Return the soup to a medium-low heat and add the mint and half a teaspoon each of salt and white pepper. Simmer for five minutes until the soup has thickened.

Add the spinach and cook for a further five minutes, then taste to adjust the seasoning to your preference. In a separate small saucepan, melt the butter for the topping with the dried mint and pul biber.

When you are ready to serve, ladle the soup into warmed bowls, drizzle a couple of teaspoons of the hot chilli-mint butter over each portion and serve immediately.


(Serves 8)

200g digestive biscuits

100g unsalted butter, melted

600g full-fat cream cheese, at room temperature

200g strained full-fat Greek-style yogurt

200g caster sugar

3 large eggs, lightly beaten

1tbsp plain flour

1tbsp vanilla extract

1tsp finely grated Unwaxed lemon zest

1tbsp lemon juice

For the topping:

400g frozen, pitted sour cherries (see recipe introduction)

150g caster sugar

1tbsp cornflour


Line a 23cm springform cake tin with baking parchment.
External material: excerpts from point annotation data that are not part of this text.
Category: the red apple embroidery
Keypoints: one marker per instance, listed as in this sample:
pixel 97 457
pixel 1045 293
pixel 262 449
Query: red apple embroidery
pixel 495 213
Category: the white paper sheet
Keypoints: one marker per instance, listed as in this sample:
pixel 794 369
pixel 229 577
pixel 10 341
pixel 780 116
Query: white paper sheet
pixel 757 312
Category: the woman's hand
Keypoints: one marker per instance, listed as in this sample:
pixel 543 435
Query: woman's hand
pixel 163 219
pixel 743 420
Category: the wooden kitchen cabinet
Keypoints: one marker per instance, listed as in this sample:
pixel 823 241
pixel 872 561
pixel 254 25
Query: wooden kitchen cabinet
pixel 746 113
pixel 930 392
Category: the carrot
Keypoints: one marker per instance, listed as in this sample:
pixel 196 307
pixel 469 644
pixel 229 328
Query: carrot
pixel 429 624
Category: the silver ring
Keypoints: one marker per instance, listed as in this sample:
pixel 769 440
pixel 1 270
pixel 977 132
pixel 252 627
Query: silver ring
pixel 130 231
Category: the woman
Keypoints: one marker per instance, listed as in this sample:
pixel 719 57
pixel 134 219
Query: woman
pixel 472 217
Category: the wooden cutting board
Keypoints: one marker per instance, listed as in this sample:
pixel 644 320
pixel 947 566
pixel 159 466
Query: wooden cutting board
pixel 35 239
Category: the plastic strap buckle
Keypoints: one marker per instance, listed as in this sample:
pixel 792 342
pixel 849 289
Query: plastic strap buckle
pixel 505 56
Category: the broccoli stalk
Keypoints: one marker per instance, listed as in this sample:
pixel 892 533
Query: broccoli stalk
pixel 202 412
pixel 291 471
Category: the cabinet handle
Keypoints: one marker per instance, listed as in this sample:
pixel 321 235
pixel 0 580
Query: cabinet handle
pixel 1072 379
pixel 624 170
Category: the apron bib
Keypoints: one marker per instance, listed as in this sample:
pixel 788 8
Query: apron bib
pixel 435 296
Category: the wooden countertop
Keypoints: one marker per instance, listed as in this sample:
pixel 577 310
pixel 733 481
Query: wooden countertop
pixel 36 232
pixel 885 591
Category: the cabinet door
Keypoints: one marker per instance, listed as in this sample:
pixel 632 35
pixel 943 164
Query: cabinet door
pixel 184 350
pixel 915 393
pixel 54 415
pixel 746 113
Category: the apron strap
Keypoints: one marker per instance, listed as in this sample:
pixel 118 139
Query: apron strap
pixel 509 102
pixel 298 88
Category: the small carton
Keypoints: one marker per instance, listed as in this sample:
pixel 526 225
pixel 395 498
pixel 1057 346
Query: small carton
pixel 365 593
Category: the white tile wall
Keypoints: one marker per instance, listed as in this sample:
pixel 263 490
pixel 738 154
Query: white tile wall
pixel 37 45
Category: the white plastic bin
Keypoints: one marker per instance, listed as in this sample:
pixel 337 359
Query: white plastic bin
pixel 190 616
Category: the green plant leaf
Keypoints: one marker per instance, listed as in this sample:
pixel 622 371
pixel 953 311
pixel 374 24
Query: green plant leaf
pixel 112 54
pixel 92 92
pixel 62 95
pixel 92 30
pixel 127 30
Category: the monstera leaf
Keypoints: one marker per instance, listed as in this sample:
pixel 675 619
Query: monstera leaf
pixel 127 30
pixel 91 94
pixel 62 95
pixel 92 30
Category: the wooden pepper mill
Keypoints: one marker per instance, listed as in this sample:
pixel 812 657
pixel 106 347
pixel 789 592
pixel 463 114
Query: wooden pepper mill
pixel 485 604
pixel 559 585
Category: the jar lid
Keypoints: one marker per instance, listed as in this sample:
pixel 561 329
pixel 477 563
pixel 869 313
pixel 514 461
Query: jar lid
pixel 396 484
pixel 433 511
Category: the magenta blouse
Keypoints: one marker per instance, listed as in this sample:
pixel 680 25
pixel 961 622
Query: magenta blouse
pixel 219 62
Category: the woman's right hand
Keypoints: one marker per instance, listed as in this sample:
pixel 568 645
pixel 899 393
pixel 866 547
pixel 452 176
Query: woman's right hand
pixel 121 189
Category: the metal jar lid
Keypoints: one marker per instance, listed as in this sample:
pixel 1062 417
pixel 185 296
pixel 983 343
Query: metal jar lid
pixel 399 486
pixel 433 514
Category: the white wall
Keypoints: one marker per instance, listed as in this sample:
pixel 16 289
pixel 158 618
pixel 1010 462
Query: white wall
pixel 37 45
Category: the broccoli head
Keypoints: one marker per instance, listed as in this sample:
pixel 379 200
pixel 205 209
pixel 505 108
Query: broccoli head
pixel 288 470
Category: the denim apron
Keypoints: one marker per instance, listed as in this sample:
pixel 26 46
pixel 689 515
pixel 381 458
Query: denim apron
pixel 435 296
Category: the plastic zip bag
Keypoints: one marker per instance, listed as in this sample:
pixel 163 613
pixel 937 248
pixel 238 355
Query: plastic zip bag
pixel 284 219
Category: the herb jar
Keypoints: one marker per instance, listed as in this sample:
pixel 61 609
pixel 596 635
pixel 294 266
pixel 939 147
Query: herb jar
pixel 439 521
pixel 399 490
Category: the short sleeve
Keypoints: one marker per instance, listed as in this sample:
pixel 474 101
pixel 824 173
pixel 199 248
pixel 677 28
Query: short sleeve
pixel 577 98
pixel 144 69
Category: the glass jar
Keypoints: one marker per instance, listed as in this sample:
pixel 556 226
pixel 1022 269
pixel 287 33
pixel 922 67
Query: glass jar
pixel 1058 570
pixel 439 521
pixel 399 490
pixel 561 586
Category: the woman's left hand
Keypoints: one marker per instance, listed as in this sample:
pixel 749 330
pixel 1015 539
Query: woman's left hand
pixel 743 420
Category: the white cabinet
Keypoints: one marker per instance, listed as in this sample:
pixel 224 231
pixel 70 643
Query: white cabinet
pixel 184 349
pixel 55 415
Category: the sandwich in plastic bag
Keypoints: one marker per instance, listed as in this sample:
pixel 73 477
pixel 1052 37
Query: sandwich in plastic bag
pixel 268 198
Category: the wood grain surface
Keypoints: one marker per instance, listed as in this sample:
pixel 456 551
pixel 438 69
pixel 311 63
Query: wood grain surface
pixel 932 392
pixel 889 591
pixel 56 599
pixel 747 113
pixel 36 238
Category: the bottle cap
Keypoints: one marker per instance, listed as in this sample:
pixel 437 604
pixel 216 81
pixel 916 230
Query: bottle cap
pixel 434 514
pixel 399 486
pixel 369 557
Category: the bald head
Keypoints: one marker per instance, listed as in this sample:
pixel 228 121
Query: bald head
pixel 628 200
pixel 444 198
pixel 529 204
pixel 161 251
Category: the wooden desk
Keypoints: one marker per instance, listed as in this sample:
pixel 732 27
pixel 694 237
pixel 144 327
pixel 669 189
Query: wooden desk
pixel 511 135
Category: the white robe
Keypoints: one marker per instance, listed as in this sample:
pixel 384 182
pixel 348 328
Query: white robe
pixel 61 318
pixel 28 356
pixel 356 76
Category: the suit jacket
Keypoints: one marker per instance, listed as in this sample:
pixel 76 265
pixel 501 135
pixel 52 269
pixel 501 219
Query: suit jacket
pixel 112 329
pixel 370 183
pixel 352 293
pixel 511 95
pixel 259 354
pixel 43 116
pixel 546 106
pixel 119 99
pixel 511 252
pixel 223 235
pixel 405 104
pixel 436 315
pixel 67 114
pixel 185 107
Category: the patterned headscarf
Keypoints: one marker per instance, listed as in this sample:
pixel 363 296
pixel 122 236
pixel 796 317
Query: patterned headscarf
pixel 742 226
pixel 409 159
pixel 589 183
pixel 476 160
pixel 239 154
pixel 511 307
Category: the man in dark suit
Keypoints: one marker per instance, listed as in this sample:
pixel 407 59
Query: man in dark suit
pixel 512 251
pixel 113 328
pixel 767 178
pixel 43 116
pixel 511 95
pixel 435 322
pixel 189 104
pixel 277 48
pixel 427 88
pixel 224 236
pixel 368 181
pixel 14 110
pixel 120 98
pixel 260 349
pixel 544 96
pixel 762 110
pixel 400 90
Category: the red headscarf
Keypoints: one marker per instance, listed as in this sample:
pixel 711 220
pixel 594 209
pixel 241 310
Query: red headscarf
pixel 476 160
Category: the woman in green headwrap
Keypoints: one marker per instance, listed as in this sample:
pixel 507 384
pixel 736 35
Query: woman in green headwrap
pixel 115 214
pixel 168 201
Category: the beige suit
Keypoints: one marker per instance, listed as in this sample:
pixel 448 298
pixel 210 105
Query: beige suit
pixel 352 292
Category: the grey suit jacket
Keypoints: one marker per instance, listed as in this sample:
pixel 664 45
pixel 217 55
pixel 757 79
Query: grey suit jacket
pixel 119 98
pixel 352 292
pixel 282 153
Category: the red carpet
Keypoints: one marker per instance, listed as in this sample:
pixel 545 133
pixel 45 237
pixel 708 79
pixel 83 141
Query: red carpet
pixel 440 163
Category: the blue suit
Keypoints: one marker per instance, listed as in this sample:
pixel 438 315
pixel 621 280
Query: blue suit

Put the biscuits in a food processor and blitz to crumbs. Alternatively, place them in a plastic bag and hit them with a rolling pin until finely crushed.

Mix the crushed biscuits with the melted butter, then spoon into the prepared tin, pressing down the base to form an even layer. Transfer to the refrigerator to set.

Beat the cream cheese and yogurt until smooth. Whisk in the sugar, eggs and flour, then the vanilla, lemon zest and juice.

Preheat the oven to 160C/fan 140C/Gas 3. Pour the filling into the chilled biscuit base and bake for around one hour. You can tell it is cooked when it looks set but still has a wobble in the middle. Now turn off the oven, open its door and leave the cheesecake to cool for 10 minutes without touching it. Remove it from the oven and leave to cool completely, then chill for four hours.

To make the topping, place the frozen cherries and sugar in a saucepan over a medium heat. Stir frequently to begin with, so the sugar doesn’t catch. Once the cherries have defrosted and the sauce come to the boil, add the cornflour and simmer for five minutes. Set aside and leave to cool.

To serve, either spoon the topping all over the cheesecake, or slice the cheesecake into pieces and place a dollop of cherries on top of each serving.